(Copied from Slack)
Hello fellow Alex! Let me see if I can help.
- I can’t answer your first question with any authority, but I nominate @travis for that.
- With our Ingress Controller Pomerium’s proxy service can act as the load balancer, so services can connect to each other internally through Pomerium. You can configure Pomerium with mTLS, and you can also define client CA roots on a per route basis. With this, you could achieve the same (actually greater) level of security between internal services. My WIP update of our mTLS guide adds instructions for per-route mTLS CA definition (preview).
- You can use
tls_custom_ca
to define custom CAs for specific routes. (reference)
An instance of the ingress controller can only work against a single kubernetes API server so you’d be deploying one per cluster.
Additionally, you’d need to run a full Pomerium per cluster as we do not currently support running more than one instance of an ingress controller against a databroker.
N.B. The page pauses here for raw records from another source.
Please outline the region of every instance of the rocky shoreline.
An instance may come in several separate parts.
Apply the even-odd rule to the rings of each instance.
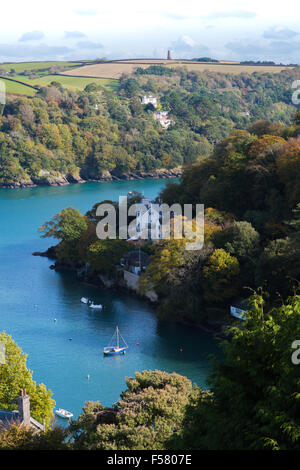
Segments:
[[[110,173],[109,171],[103,173],[99,178],[81,177],[74,175],[57,175],[57,176],[43,176],[41,178],[29,178],[26,180],[0,183],[0,188],[20,189],[20,188],[34,188],[37,186],[65,186],[71,183],[108,183],[113,181],[131,181],[131,180],[144,180],[144,179],[168,179],[178,178],[182,174],[182,168],[177,167],[171,170],[159,169],[153,171],[131,171],[128,173]]]

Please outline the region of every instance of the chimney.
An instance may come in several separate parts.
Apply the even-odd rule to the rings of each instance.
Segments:
[[[171,51],[170,51],[170,50],[168,51],[168,60],[172,60],[172,55],[171,55]]]
[[[18,397],[19,417],[21,423],[25,425],[30,424],[30,397],[26,394],[25,388],[20,390]]]

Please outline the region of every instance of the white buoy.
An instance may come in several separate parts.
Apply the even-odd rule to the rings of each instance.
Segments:
[[[90,380],[90,374],[87,375],[87,379]]]
[[[56,322],[56,318],[54,318],[54,322]]]

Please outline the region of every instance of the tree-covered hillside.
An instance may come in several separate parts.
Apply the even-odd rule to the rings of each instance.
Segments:
[[[152,69],[152,75],[122,77],[117,92],[93,84],[72,92],[52,82],[33,98],[8,98],[0,117],[0,184],[101,179],[191,164],[234,128],[261,118],[289,124],[295,110],[297,69],[273,75]],[[149,93],[158,98],[158,110],[168,111],[168,129],[154,120],[152,105],[142,105]]]
[[[293,294],[300,279],[299,135],[299,112],[290,126],[257,121],[166,185],[160,196],[170,206],[204,204],[205,243],[189,251],[185,238],[141,242],[150,263],[140,293],[154,288],[161,319],[213,325],[227,322],[232,302],[253,289],[269,293],[268,307]],[[91,279],[120,275],[120,258],[134,248],[97,238],[98,204],[86,215],[67,208],[41,228],[60,241],[57,263],[88,263]]]
[[[209,158],[187,168],[179,184],[163,190],[168,204],[206,208],[204,249],[181,249],[181,261],[163,270],[158,247],[146,272],[161,292],[163,318],[222,316],[235,297],[248,297],[246,288],[263,287],[274,305],[297,288],[299,124],[298,112],[288,127],[259,121],[249,131],[235,131]],[[175,249],[164,243],[163,250]]]

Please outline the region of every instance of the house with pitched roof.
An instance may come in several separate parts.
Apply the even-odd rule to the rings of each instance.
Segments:
[[[12,424],[20,424],[31,427],[36,432],[45,430],[45,424],[39,423],[30,415],[30,396],[27,395],[25,388],[20,390],[17,398],[18,410],[5,411],[0,410],[0,431],[1,425],[5,428]]]

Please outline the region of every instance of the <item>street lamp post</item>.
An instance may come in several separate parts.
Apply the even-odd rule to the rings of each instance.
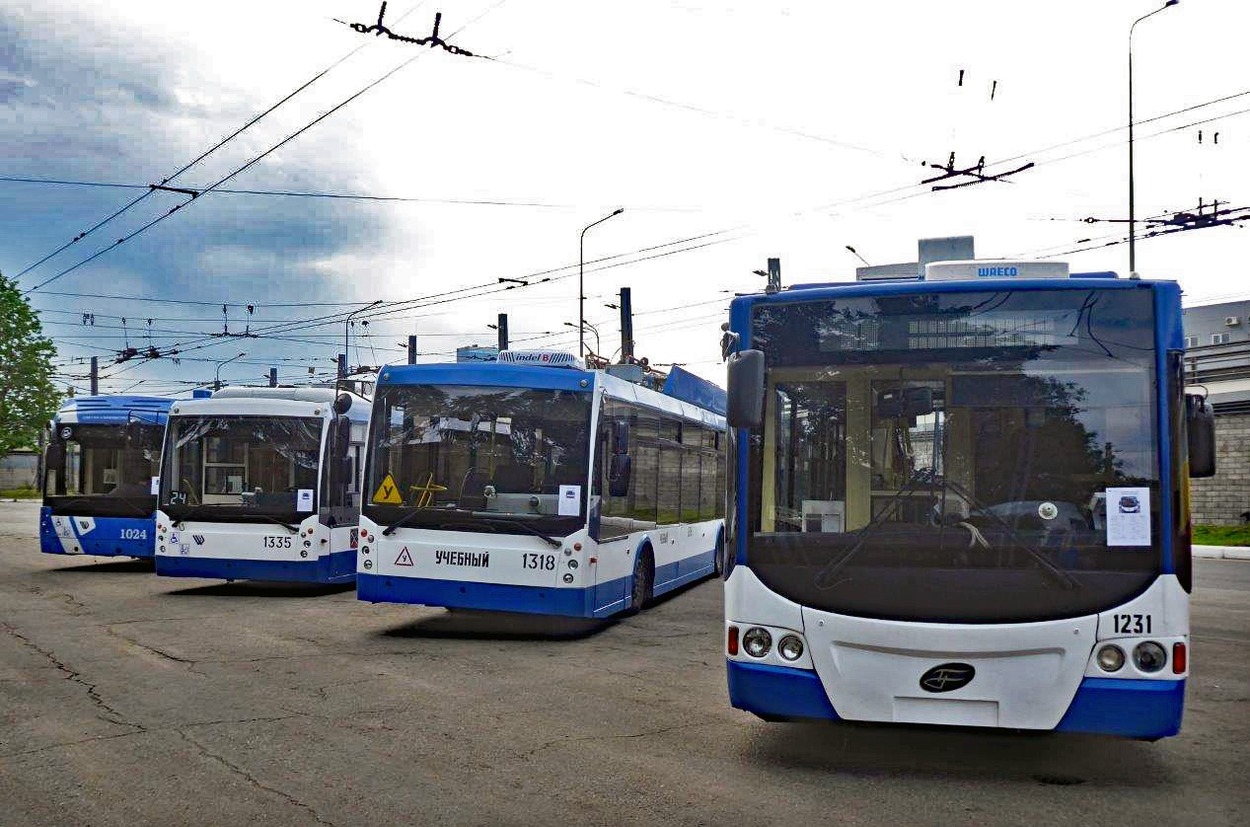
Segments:
[[[586,314],[584,312],[585,304],[586,304],[586,287],[585,287],[585,283],[586,283],[586,273],[585,273],[585,270],[586,270],[586,231],[589,230],[591,227],[594,227],[597,224],[602,224],[603,222],[607,221],[609,218],[613,218],[614,216],[620,215],[623,212],[625,212],[624,207],[617,207],[615,210],[605,215],[603,218],[600,218],[598,221],[593,221],[590,224],[587,224],[585,228],[582,229],[581,238],[578,240],[578,243],[577,243],[577,326],[578,326],[577,355],[578,356],[586,355],[586,327],[585,327]]]
[[[377,307],[381,303],[382,303],[381,299],[378,299],[377,301],[374,301],[374,302],[370,302],[364,307],[359,307],[353,310],[351,313],[348,313],[347,318],[343,319],[343,375],[339,377],[340,379],[346,378],[347,376],[347,363],[349,361],[347,358],[347,330],[352,325],[352,319],[356,316],[357,313],[364,313],[366,310],[371,310],[372,308]]]
[[[1133,30],[1137,24],[1147,17],[1154,17],[1159,12],[1175,6],[1180,0],[1167,0],[1159,8],[1143,14],[1128,27],[1128,277],[1137,278],[1137,212],[1133,193]]]
[[[565,327],[577,327],[577,325],[573,324],[572,322],[565,322],[564,326]],[[595,327],[593,324],[583,319],[582,330],[585,331],[586,328],[590,328],[590,332],[595,334],[595,355],[602,356],[603,346],[599,343],[599,328]],[[585,348],[583,348],[583,350],[585,350]]]
[[[222,366],[230,364],[235,359],[242,359],[246,355],[247,355],[246,353],[240,353],[238,356],[231,356],[229,359],[226,359],[224,362],[217,363],[217,375],[213,378],[213,390],[215,391],[221,390],[221,368]]]

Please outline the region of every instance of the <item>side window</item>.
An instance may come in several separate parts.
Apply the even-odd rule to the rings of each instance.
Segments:
[[[660,480],[656,522],[669,525],[681,520],[682,445],[676,420],[660,420]]]
[[[639,414],[630,422],[630,457],[633,476],[630,480],[630,516],[644,523],[655,523],[659,506],[659,421]]]
[[[693,422],[679,425],[681,435],[681,521],[697,523],[701,498],[703,428]]]

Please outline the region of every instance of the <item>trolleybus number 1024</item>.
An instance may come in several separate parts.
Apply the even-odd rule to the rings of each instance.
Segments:
[[[1148,635],[1150,634],[1150,615],[1116,615],[1116,634]]]
[[[146,528],[123,528],[121,538],[123,540],[146,540],[148,530]]]
[[[521,568],[537,569],[538,571],[555,571],[556,556],[554,554],[534,554],[527,552],[521,555]]]
[[[265,548],[290,548],[291,538],[290,537],[265,537],[264,543],[265,543],[264,545]]]

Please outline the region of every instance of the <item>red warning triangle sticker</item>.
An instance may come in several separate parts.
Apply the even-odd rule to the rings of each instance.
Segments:
[[[403,550],[399,552],[399,556],[395,558],[395,565],[397,566],[411,566],[412,565],[412,555],[408,553],[407,546],[404,546]]]

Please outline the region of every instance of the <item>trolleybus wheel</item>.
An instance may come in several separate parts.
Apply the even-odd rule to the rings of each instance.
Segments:
[[[655,588],[655,564],[651,559],[651,549],[643,548],[634,561],[634,590],[629,596],[629,613],[637,614],[651,602]]]

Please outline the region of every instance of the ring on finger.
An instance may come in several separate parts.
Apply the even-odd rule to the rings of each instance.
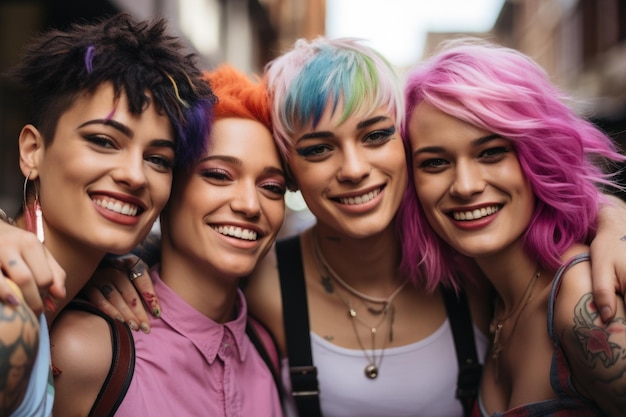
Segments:
[[[134,266],[134,267],[130,268],[130,270],[128,271],[128,278],[131,281],[136,280],[137,278],[139,278],[142,275],[143,275],[143,266],[142,265]]]

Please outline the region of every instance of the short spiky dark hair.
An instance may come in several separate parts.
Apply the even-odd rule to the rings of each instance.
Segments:
[[[215,97],[200,78],[195,55],[185,55],[185,44],[166,29],[163,19],[135,21],[121,13],[36,37],[9,71],[31,100],[29,122],[49,142],[60,116],[81,93],[110,82],[116,98],[125,94],[129,111],[139,114],[150,92],[174,128],[177,162],[191,163],[204,150]]]

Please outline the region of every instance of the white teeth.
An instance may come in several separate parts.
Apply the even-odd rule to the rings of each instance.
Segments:
[[[257,233],[254,230],[242,229],[235,226],[213,226],[213,230],[224,236],[232,236],[243,240],[256,240]]]
[[[499,210],[499,206],[489,206],[471,211],[455,211],[452,213],[452,217],[454,220],[478,220],[483,217],[491,216]]]
[[[354,205],[354,204],[365,204],[368,201],[372,200],[374,197],[376,197],[378,194],[380,194],[380,188],[374,190],[374,191],[370,191],[367,194],[363,194],[361,196],[358,197],[347,197],[347,198],[340,198],[339,202],[341,204],[349,204],[349,205]]]
[[[119,200],[111,200],[111,199],[95,199],[93,200],[98,206],[105,208],[107,210],[114,211],[115,213],[124,214],[126,216],[136,216],[138,207],[128,203],[122,203]]]

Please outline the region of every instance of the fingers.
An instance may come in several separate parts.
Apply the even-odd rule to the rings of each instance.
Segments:
[[[145,271],[145,272],[144,272]],[[148,267],[142,261],[139,261],[132,270],[129,272],[132,280],[132,284],[135,286],[137,292],[143,298],[145,305],[154,317],[161,317],[161,305],[159,299],[156,296],[154,285],[148,274]]]
[[[36,314],[44,307],[54,311],[53,298],[65,296],[65,272],[37,237],[14,226],[4,225],[0,240],[0,275],[13,281],[24,301]],[[6,229],[8,228],[8,229]],[[53,298],[48,297],[48,293]],[[15,294],[0,283],[0,298],[11,303]]]
[[[105,284],[103,285],[103,287],[105,287],[106,285],[111,285],[111,284]],[[108,293],[108,289],[105,290]],[[111,290],[112,291],[112,290]],[[88,285],[85,288],[85,294],[87,295],[87,299],[96,307],[98,307],[100,309],[100,311],[102,311],[104,314],[106,314],[107,316],[124,323],[126,320],[124,319],[124,315],[122,313],[120,313],[120,311],[115,308],[115,306],[113,304],[111,304],[109,302],[109,300],[106,299],[106,297],[104,296],[102,290],[99,287],[96,287],[94,285]]]
[[[593,301],[604,322],[613,319],[617,307],[616,285],[617,277],[613,268],[591,263],[591,281],[593,287]]]
[[[626,290],[626,205],[606,197],[610,203],[600,205],[598,231],[590,248],[593,301],[605,322],[613,319]]]
[[[61,265],[57,263],[56,259],[54,259],[50,251],[48,251],[48,249],[45,247],[44,249],[46,252],[46,259],[48,260],[48,265],[52,270],[52,284],[48,288],[48,291],[50,292],[50,295],[52,297],[59,300],[63,299],[66,296],[65,279],[67,278],[67,276],[63,268],[61,268]]]
[[[122,296],[122,290],[117,287],[117,283],[123,283],[124,280],[128,281],[128,278],[123,277],[125,277],[125,274],[114,268],[98,269],[92,276],[87,294],[89,300],[100,307],[109,317],[113,317],[116,320],[121,319],[121,321],[128,323],[132,330],[139,330],[142,321],[127,304]],[[134,291],[133,286],[131,285],[130,287]],[[139,299],[139,296],[137,295],[135,298]],[[146,328],[146,325],[147,322],[144,321],[143,329],[149,331],[149,326]]]
[[[122,303],[125,305],[126,308],[132,311],[133,316],[137,320],[136,323],[139,324],[141,330],[148,333],[150,331],[150,326],[148,324],[150,320],[148,319],[148,313],[146,312],[146,309],[141,302],[141,297],[138,294],[138,290],[135,289],[135,287],[133,286],[134,282],[131,282],[128,275],[124,274],[121,271],[116,271],[115,275],[111,278],[120,296],[122,297]],[[135,279],[135,282],[139,279],[145,279],[150,281],[150,277],[147,272],[142,272],[142,275],[138,276],[138,278]],[[118,308],[120,308],[120,306],[118,306]]]

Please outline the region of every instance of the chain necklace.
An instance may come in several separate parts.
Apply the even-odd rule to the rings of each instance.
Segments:
[[[518,301],[517,305],[515,306],[515,308],[513,310],[511,310],[511,312],[506,316],[506,317],[502,317],[502,318],[497,318],[496,317],[496,310],[498,310],[498,307],[500,306],[500,297],[498,297],[496,299],[496,306],[494,309],[494,314],[493,314],[493,319],[491,320],[491,323],[489,324],[489,332],[491,334],[493,334],[493,342],[492,342],[492,346],[491,346],[491,358],[494,360],[494,373],[495,373],[495,378],[496,381],[498,381],[499,376],[500,376],[500,361],[499,361],[499,357],[500,357],[500,353],[504,350],[504,348],[506,347],[509,339],[511,338],[511,336],[513,336],[513,333],[515,333],[515,329],[517,329],[517,324],[519,323],[520,317],[522,316],[522,313],[524,312],[524,309],[526,308],[526,306],[528,305],[528,303],[530,303],[530,300],[532,299],[532,293],[533,293],[533,289],[535,288],[535,283],[537,283],[537,281],[539,280],[539,277],[541,277],[541,270],[537,270],[531,277],[530,280],[528,281],[528,285],[526,285],[526,289],[524,290],[524,293],[522,294],[522,296],[520,297],[520,300]],[[521,309],[520,309],[521,307]],[[504,327],[504,323],[509,320],[511,317],[513,317],[513,315],[515,315],[515,313],[519,310],[519,313],[517,314],[517,317],[515,317],[515,321],[513,322],[513,326],[511,326],[511,331],[509,333],[509,337],[506,338],[506,340],[501,340],[501,332],[502,332],[502,328]]]
[[[317,261],[318,266],[320,267],[320,275],[322,277],[322,286],[325,291],[329,294],[335,293],[342,301],[342,303],[348,309],[348,317],[351,319],[352,329],[354,330],[354,334],[356,336],[359,347],[363,351],[363,355],[367,360],[368,364],[365,367],[365,376],[369,379],[376,379],[378,377],[379,369],[383,361],[383,357],[385,355],[385,348],[387,347],[387,341],[393,341],[393,321],[395,317],[395,308],[393,306],[393,300],[402,292],[408,281],[402,282],[388,297],[372,297],[367,294],[363,294],[357,289],[350,286],[347,282],[345,282],[341,277],[331,268],[328,264],[324,255],[322,254],[321,248],[319,246],[319,241],[317,239],[317,233],[315,230],[311,234],[311,240],[313,244],[313,252],[315,254],[315,259]],[[367,311],[375,316],[380,316],[378,322],[371,326],[365,322],[358,314],[356,309],[353,307],[352,302],[349,298],[343,297],[338,291],[335,291],[333,280],[337,282],[344,290],[349,292],[350,294],[356,296],[361,299],[361,302],[366,307]],[[375,308],[368,304],[382,304],[381,307]],[[361,340],[361,336],[359,335],[359,331],[357,329],[357,322],[362,326],[366,327],[370,330],[371,336],[371,349],[365,348],[365,344]],[[385,324],[388,323],[388,334],[387,337],[383,339],[383,346],[380,349],[380,355],[376,355],[376,335],[378,333],[378,329]]]

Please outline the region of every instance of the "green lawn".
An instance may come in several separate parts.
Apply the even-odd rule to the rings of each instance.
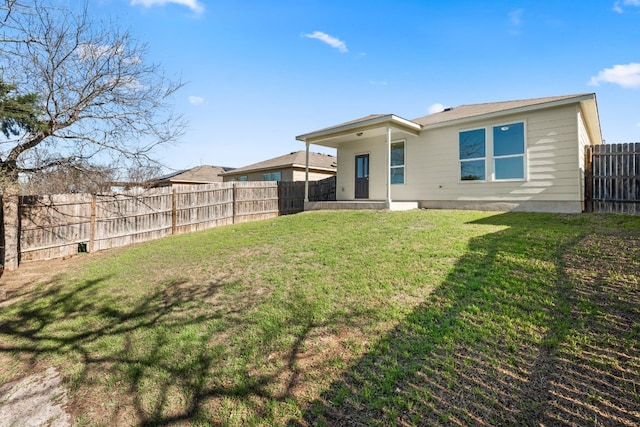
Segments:
[[[0,308],[79,425],[638,425],[640,217],[314,212],[87,261]]]

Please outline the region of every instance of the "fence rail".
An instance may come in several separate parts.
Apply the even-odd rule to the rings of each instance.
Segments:
[[[309,189],[311,200],[335,199],[335,177],[310,182]],[[303,205],[304,182],[273,181],[178,185],[122,194],[22,196],[20,261],[63,258],[268,219],[300,212]],[[1,228],[2,221],[0,234]]]
[[[280,214],[287,215],[304,210],[304,181],[278,183]],[[336,177],[309,182],[309,200],[324,201],[336,199]]]
[[[20,261],[62,258],[279,215],[276,182],[20,198]]]
[[[585,210],[640,215],[640,143],[587,147]]]

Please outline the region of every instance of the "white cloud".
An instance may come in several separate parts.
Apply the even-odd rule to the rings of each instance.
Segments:
[[[81,43],[76,48],[75,53],[83,61],[106,61],[117,58],[125,65],[137,65],[141,61],[139,56],[126,56],[129,52],[126,51],[123,44],[98,45],[93,43]]]
[[[635,6],[640,7],[640,0],[622,0],[622,2],[615,2],[613,4],[613,11],[617,13],[624,13],[622,6]]]
[[[191,104],[191,105],[200,105],[202,103],[204,103],[204,98],[201,97],[201,96],[193,96],[193,95],[191,95],[189,97],[189,104]]]
[[[522,27],[522,15],[524,9],[513,9],[509,12],[509,34],[513,36],[519,36],[521,34],[520,28]]]
[[[321,42],[328,44],[332,48],[338,49],[342,53],[348,52],[347,45],[345,44],[345,42],[343,42],[342,40],[336,37],[330,36],[327,33],[323,33],[322,31],[314,31],[313,33],[307,33],[307,34],[304,34],[303,36],[308,39],[320,40]]]
[[[612,68],[605,68],[597,76],[591,77],[589,85],[598,86],[602,82],[622,87],[640,88],[640,64],[632,62],[627,65],[614,65]]]
[[[522,15],[524,14],[524,9],[513,9],[509,12],[509,22],[514,27],[519,27],[522,25]]]
[[[186,6],[191,9],[195,13],[204,12],[204,5],[200,3],[198,0],[131,0],[131,6],[143,6],[143,7],[153,7],[153,6],[164,6],[165,4],[178,4],[181,6]]]
[[[429,112],[429,114],[439,113],[441,111],[444,111],[444,105],[440,103],[433,104],[429,107],[427,111]]]
[[[374,86],[386,86],[387,82],[381,80],[369,80],[369,84]]]

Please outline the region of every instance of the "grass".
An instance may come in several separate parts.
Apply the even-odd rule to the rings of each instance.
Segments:
[[[117,251],[0,311],[79,425],[636,425],[640,218],[316,212]]]

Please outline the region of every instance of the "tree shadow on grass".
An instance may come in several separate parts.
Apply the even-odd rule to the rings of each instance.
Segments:
[[[45,284],[0,316],[0,354],[20,360],[22,369],[71,362],[62,368],[74,388],[70,406],[76,419],[169,424],[197,417],[206,395],[237,396],[260,388],[216,386],[211,378],[212,367],[225,358],[212,325],[224,317],[225,327],[240,328],[234,311],[251,303],[215,306],[220,289],[234,282],[194,286],[178,278],[129,305],[120,300],[126,292],[105,293],[108,280]],[[203,309],[203,301],[212,305]]]
[[[505,228],[290,424],[639,425],[640,233],[523,218],[477,221]]]
[[[6,307],[0,360],[19,361],[10,379],[17,369],[60,367],[80,424],[255,424],[271,417],[270,402],[293,400],[305,342],[328,327],[303,296],[286,303],[291,319],[276,319],[273,331],[253,325],[263,296],[232,277],[178,277],[144,286],[141,295],[127,287],[109,276],[57,280]],[[330,322],[348,324],[349,316]],[[278,322],[295,332],[287,354],[257,366],[282,348],[272,345],[283,339]]]

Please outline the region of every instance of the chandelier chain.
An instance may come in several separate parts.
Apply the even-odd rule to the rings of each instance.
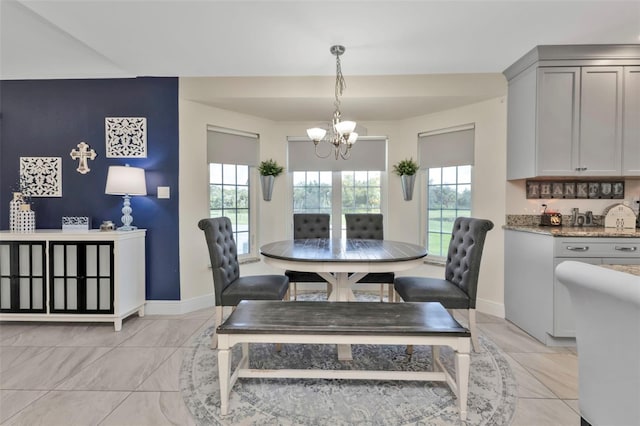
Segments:
[[[336,55],[336,88],[335,88],[335,97],[336,100],[333,103],[336,106],[336,112],[340,113],[340,96],[342,96],[342,92],[347,88],[347,82],[344,79],[344,75],[342,75],[342,65],[340,63],[340,56]]]

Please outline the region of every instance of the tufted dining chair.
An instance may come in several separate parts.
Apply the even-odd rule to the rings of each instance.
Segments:
[[[384,240],[383,216],[379,213],[346,213],[347,238]],[[358,281],[359,284],[380,284],[380,301],[384,300],[384,285],[389,287],[389,302],[393,302],[393,272],[372,272]]]
[[[473,349],[477,352],[476,294],[480,261],[487,232],[493,222],[459,217],[453,223],[444,279],[396,277],[394,287],[405,302],[440,302],[447,309],[467,309]]]
[[[328,213],[294,213],[293,215],[293,239],[306,240],[314,238],[329,238],[330,228]],[[291,295],[293,300],[298,299],[297,283],[324,283],[324,278],[315,272],[284,271],[291,283]],[[329,284],[327,284],[329,294]]]
[[[204,231],[213,272],[214,327],[222,323],[225,306],[235,307],[241,300],[282,300],[288,295],[289,278],[285,275],[240,276],[238,251],[228,217],[202,219],[198,227]],[[216,333],[211,347],[217,346]]]

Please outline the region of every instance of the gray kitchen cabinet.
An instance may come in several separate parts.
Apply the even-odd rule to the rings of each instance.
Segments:
[[[624,68],[622,174],[640,176],[640,66]]]
[[[537,175],[571,176],[580,167],[580,78],[579,67],[537,71]]]
[[[578,175],[622,174],[622,71],[623,67],[582,68]]]
[[[640,175],[638,64],[640,46],[538,46],[505,70],[507,179]]]
[[[555,277],[555,267],[566,260],[638,265],[640,238],[505,230],[506,319],[546,345],[571,344],[575,338],[571,299]]]

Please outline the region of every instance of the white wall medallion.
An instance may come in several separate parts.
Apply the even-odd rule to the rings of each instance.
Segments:
[[[87,160],[93,160],[98,154],[96,154],[93,148],[90,148],[89,144],[85,142],[80,142],[77,146],[78,149],[72,149],[70,155],[72,159],[78,160],[78,168],[76,171],[86,175],[91,171],[89,164],[87,164]]]
[[[104,126],[107,158],[147,157],[145,117],[107,117]]]
[[[20,182],[31,197],[62,197],[62,157],[20,157]]]

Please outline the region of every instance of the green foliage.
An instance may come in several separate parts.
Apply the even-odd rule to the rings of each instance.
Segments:
[[[276,177],[284,171],[284,167],[279,166],[275,160],[268,159],[260,163],[258,171],[260,172],[260,176]]]
[[[412,158],[404,159],[398,162],[397,164],[394,164],[393,173],[397,174],[398,176],[415,175],[419,167],[420,166],[418,166],[418,163],[413,161],[413,157],[412,157]]]

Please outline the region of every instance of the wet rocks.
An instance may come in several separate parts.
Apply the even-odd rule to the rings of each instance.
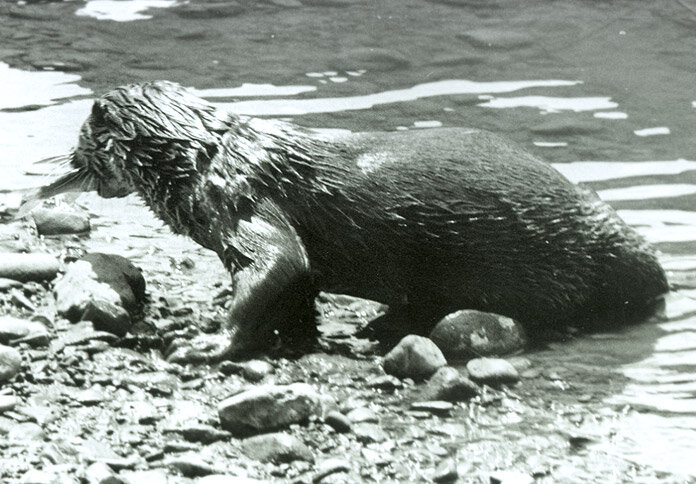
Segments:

This is up to you. If you want to proxy through Pomerium for all inter-service traffic, you’ll probably need the Enterprise product for service account support. There is no requirement for service mTLS to go through Pomerium, however. It depends on your operational and security requirements.
In case it is relevant, Pomerium also supports mTLS when communicating with upstreams though you may not need this if you’re running a mesh service for mTLS.
Pomerium can use a custom CA for upstream connections and this can be completely independent of downstream user facing certificate chains.